Named one of the 100 stars of Silicon Valley by Business InsiderBardin has been CEO of Waze since March 2009 and, thanks to the acquisition by Google in June 2013, made the company one of the most talked about startups in the world. He continues to lead the global Waze team within Google so that Wazers can drive faster and safer around the world, including the recently launched Waze carpooling so drivers and passengers can work together to finish the traffic. Prior to Waze, Bardin was a co-founder of the international VoIP service provider Deltathree, where he held various management positions for 10 years.

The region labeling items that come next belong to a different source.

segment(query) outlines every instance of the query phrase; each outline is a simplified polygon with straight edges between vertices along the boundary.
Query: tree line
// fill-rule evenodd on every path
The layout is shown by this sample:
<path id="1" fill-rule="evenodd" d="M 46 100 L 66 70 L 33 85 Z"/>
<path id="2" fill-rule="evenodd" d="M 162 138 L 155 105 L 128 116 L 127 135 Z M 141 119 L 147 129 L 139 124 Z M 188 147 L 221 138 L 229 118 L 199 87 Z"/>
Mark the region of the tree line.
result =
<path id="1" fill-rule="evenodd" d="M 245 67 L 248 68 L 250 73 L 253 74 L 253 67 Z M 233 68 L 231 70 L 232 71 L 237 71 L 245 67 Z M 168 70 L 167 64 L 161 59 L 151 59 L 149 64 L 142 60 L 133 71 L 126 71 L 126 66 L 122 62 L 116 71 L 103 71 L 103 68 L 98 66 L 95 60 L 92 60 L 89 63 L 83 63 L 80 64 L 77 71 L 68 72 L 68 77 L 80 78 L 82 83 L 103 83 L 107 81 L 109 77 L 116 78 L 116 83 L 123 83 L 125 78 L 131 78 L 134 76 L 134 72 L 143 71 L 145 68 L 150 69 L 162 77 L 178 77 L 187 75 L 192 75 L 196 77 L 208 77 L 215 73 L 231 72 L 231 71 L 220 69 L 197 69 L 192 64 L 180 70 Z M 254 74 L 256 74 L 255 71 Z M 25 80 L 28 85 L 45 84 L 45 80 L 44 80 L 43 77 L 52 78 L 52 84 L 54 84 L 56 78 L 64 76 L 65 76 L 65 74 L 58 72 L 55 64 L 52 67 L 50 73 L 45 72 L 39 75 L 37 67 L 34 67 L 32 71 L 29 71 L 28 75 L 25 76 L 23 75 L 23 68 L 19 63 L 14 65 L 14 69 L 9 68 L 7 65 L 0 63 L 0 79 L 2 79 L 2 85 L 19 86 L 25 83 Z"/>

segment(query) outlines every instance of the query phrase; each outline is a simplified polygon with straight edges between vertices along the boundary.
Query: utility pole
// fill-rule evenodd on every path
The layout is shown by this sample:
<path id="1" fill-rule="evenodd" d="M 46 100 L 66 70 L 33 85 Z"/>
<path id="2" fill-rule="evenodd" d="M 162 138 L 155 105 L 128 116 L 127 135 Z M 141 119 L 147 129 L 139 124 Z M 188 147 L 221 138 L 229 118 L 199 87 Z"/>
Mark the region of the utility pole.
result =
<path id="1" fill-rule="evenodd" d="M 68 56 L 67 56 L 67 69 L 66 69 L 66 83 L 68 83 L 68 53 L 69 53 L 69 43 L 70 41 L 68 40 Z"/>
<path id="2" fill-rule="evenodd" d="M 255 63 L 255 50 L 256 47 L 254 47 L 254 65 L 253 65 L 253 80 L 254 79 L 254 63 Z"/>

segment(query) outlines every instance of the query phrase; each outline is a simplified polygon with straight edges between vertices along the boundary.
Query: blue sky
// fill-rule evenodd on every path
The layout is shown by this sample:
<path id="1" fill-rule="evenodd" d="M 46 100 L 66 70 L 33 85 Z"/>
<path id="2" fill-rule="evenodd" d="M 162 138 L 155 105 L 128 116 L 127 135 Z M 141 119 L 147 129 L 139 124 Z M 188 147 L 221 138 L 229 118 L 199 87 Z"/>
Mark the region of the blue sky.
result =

Here are 10 key takeaways from the highly informative conversation I had with this passionate advocate of changing the way we use cars to make our lives easier:

1. People want to do the right thing, but are sometimes lazy

It is important to find a balance. When Waze started, it faced this challenge as its basemap wasn’t very sophisticated. Users participated to deepen and develop the map. The simplification and fun for users helped encourage participation.

Bardin has been CEO of Waze since March 2009 / Image: Depositphotos.com

2. Early adopters are not always helpful in identifying the needs of the public

Finding early adopters is a difficult but achievable process. When you bridge the gap between first-time adopters and a general audience, it becomes difficult for a product designer as early adopters may have a passion for certain features that are inconsistent with the features that most users are looking for. .

3. Often times, failure takes as much work as success

The workload of a failed company is usually the same as that of a successful company. That is why it is vital that you enjoy what you are doing, even when you fail.

4. As an entrepreneur, you often have to choose between two equally good ideas

You need to know how to choose in a situation where both options are bright and valuable, and this requires extreme clarity on your mission. If you have a clear mission and all of your employees know where they are on that mission, this can be a valuable tool. It makes it easier to say no to ideas that may be valuable but are not right in the moment.

5. During the growth process, you may need to say goodbye to the people who helped build your business.

Often there is no other option, and that’s because you can’t run a large company based on the infrastructure of a 20-person startup. Some people may be up to the challenge while others are more successful in a smaller organization.

6. You have time in your twenties to experiment with jobs and find your passions

Don’t worry so much about your career path at this early stage. Focus on the moment rather than where you will be in 20 years.

7. Customers use carpools for different reasons than in the pre-COVID-19 world

Waze’s business has resumed its pace following the changes due to COVID-19, Bardin said, but passengers now need short trips, occasional trips and errands rather than commuting to work.

Google bought Waze in June 2013 / Image: Depositphotos.com

8. Autonomous vehicles are the biggest technical challenge of this generation and it will take us a while to get there

This technology has to be 100 percent all or nothing. Self-driving cars, in which there is often only one person driving, inevitably generate even more traffic. Carpooling remains a remedy.

9. Promoting carpooling is a social and community problem that is essentially about getting people to get along

Social interaction in a car pool can also be beneficial. Waze wants to be the company that knows how to maximize carpooling. Rideshare is about people doing their job as drivers. Carpooling is used by people who are already driving.

10. Vehicle sharing has social benefits

Waze wants to focus on carpooling for long journeys as the cost advantage here is dramatic – about a quarter of the cost of carpooling. Carpool groups are made up of people in the same area walking in the same direction every day, and the sense of community between these groups will grow as they begin to look after each other.

Noam Bardin’s vision for the future of Waze ride-sharing makes you believe that with the advent of autonomous vehicles, driving trends will change dramatically, even for those who are still driven by humans. I recommend watching the full one hour webinar. For every tip I shared above, there are five more you won’t want to miss.